13 Feb 2015
Subsidies, Clean Energy and Climate Change
A new E15 Think Piece by Ilaria Espa and Sonia Rolland produced under the E15Initiative (E15). Implemented jointly by the International Centre for Trade and Sustainable Development (ICTSD) and the World Economic Forum, the E15 convenes world-class experts and institutions to generate strategic analysis and recommendations for government, business and civil society geared towards strengthening the global trade system.
Estimates show that fossil fuel subsidies average USD 400–600 billion annually worldwide while renewable energy (RE) subsidies amounted to USD 66 billion in 2010 and are predicted to rise to USD 250 billion annually by 2035. Domestic political rationales for energy subsidies include promoting innovation, job creation and economic growth, energy security, and independence.

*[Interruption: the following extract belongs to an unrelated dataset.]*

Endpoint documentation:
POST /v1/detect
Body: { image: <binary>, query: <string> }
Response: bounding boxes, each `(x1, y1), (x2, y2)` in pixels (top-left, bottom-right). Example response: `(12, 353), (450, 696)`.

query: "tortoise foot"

Energy subsidies may also serve social and environmental goals. Whether and to what extent subsidies are effective to achieve these goals or instead lead to market distortions is a matter of much debate and the trade effects of energy subsidies are complex. This paper offers an overview of the types of energy subsidies that are used in the conventional and renewable energy sectors, and their relationship with climate change, in particular greenhouse gas emissions. While the WTO’s Agreement on Subsidies and Countervailing Measures (ASCM) is mostly concerned with harm to competitors, this paper considers the extent to which the Agreement could also discipline subsidies that cause harm to the environment as a global common. Beyond the existing legal framework, this paper surveys a number of alternatives for improving the ability of subsidies disciplines to internalize climate change costs of energy production and consumption. One option is a new multilateral agreement on subsidies or trade remedies (with an appropriate carve-out in the WTO regime to allow for it if such an agreement is concluded outside it). Alternatively, climate change-related subsidies could be included as part of another multilateral regime or as part of regional agreements. A third approach would be to incorporate rules on energy subsidies in sectorial agreements, including a Sustainable Energy Trade Agreement such as has been proposed in other ICTSD studies.